Performance data showed FPL's underground distribution power lines performed as much as 14 times better in terms of outage rates than existing overhead distribution power lines in Florida, NextEra spokesperson Neil Nissan told Commodity Insights on Dec. 6.
Smart grid technology helped FPL avoid about 824,000 customer outages, Nissan said.
"While no electric grid is 100% stormproof, this hurricane season showed that our grid enhancements are making us more resilient during severe weather," Nissan added.
Following Hurricane Debby in August, FPL had depleted its storm reserve, NextEra Executive Vice President of Finance and CFO Brian Bolster said. Remaining incremental costs for Debby, along with costs incurred from Helene and Milton, have been deferred to the balance sheet.
"We intend to recover those deferred costs and replenish the storm reserve via storm surcharge in customers' bills over the calendar year 2025," Bolster said. In September, Florida regulators approved annual storm recovery costs of $786.6 million for FPL.
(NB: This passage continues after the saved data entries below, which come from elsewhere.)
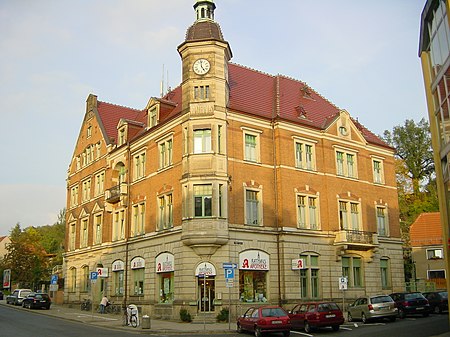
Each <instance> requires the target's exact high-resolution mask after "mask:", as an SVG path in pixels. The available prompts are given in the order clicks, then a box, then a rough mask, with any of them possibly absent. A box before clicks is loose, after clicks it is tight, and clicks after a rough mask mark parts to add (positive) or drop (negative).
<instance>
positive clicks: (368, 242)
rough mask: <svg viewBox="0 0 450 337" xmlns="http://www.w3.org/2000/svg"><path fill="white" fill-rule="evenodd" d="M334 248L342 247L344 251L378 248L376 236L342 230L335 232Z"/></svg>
mask: <svg viewBox="0 0 450 337" xmlns="http://www.w3.org/2000/svg"><path fill="white" fill-rule="evenodd" d="M334 245H335V246H343V249H344V250H350V249H351V250H363V251H367V250H372V249H374V248H375V247H378V235H377V234H376V233H372V232H365V231H359V230H351V229H342V230H340V231H339V232H336V238H335V239H334Z"/></svg>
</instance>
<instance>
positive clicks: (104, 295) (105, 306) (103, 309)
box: [100, 295, 109, 314]
mask: <svg viewBox="0 0 450 337" xmlns="http://www.w3.org/2000/svg"><path fill="white" fill-rule="evenodd" d="M108 303H109V301H108V297H106V296H105V295H103V297H102V300H101V301H100V313H101V314H104V313H105V308H106V306H107V305H108Z"/></svg>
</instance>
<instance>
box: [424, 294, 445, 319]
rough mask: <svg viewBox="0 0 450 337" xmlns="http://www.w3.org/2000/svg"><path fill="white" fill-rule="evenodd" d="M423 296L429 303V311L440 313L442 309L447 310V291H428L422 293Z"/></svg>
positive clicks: (434, 312)
mask: <svg viewBox="0 0 450 337" xmlns="http://www.w3.org/2000/svg"><path fill="white" fill-rule="evenodd" d="M423 296H425V298H426V299H427V300H428V303H429V304H430V311H431V312H434V313H436V314H440V313H442V312H443V311H448V292H447V291H429V292H426V293H423Z"/></svg>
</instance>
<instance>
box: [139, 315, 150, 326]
mask: <svg viewBox="0 0 450 337" xmlns="http://www.w3.org/2000/svg"><path fill="white" fill-rule="evenodd" d="M141 327H142V329H150V316H149V315H144V316H142V322H141Z"/></svg>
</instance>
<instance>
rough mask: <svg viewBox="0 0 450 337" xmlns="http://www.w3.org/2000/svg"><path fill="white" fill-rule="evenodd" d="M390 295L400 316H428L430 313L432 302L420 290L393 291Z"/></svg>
mask: <svg viewBox="0 0 450 337" xmlns="http://www.w3.org/2000/svg"><path fill="white" fill-rule="evenodd" d="M389 296H391V297H392V299H393V300H394V302H395V305H396V306H397V310H398V317H400V318H405V317H406V315H413V314H416V315H422V316H423V317H427V316H428V315H429V314H430V304H429V303H428V300H427V299H426V298H425V297H424V296H423V295H422V293H420V292H404V293H393V294H390V295H389Z"/></svg>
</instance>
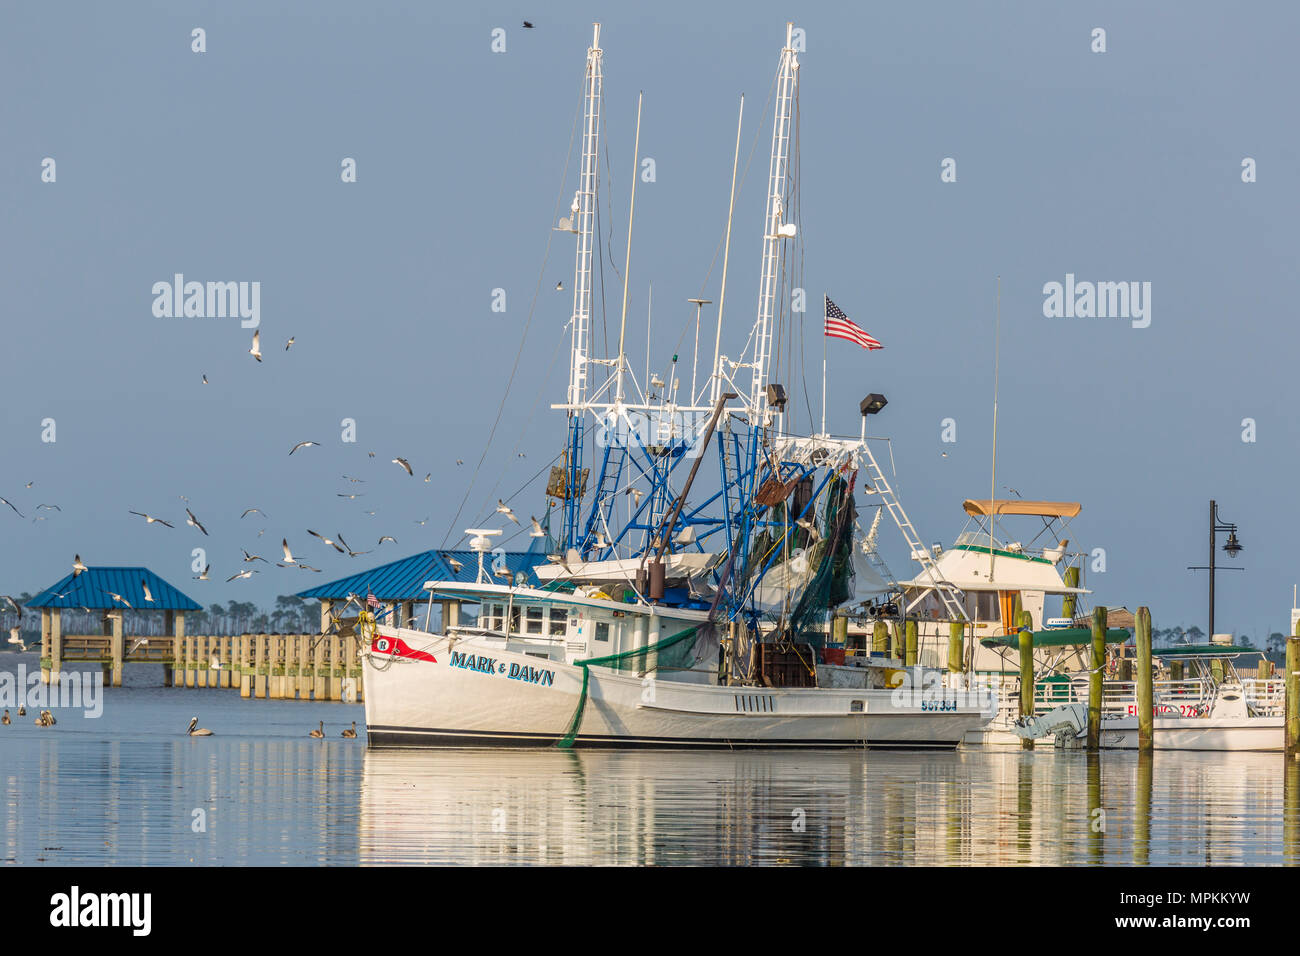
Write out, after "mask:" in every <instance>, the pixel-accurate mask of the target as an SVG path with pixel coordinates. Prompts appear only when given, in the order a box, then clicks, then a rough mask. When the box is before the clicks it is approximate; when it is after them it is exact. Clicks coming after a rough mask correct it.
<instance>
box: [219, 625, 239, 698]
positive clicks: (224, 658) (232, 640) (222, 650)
mask: <svg viewBox="0 0 1300 956" xmlns="http://www.w3.org/2000/svg"><path fill="white" fill-rule="evenodd" d="M217 640H220V641H221V654H220V657H221V687H224V688H229V687H230V682H231V679H233V676H231V674H233V671H234V669H235V657H234V648H233V644H234V641H233V639H230V637H218V639H217Z"/></svg>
The Florida Public Service Commission on Dec. 3 approved FPL's $1.2 billion in incremental storm restoration costs for Debby, Helene and Milton, subject to further review once total actual costs are known, according to the commission.
Georgia Power
Storm restoration and rebuild costs for Southern Co. subsidiary Georgia Power Co. total about $1.1 billion, executives said.
Hurricane Helene, "the most destructive in Georgia Power's 140-year history," exceeded the combined damage caused by the three previous largest storms to impact the utility, Southern President, CEO and Chairman Chris Womack said on the company's third-quarter earnings call.
"Much of our utility infrastructure was damaged beyond near repair," Womack said. "A significant portion of our system in the affected regions requires a complete rebuild."
Helene broke more than 11,800 Georgia Power poles, downed more than 1,500 power lines, damaged more than 5,800 transformers, and more than 575 transmission structures will need to be rebuilt or repaired, according to the company's earnings presentation.
The "unprecedented destruction" combined with impacts of inflation on the cost of contract labor, supplies, food, fuel and lodging contributed to the overall $1.1 billion cost, Southern Executive Vice President and CFO Daniel Tucker said.
While it is too early to say how much of the storm costs might be replacement assets versus repairs, management expects it to "likely skew at least a little more capital than historically ... because of the magnitude of rebuilding," Tucker said.
Past storm cost recovery proceedings for Georgia Power have taken as long as six years to complete.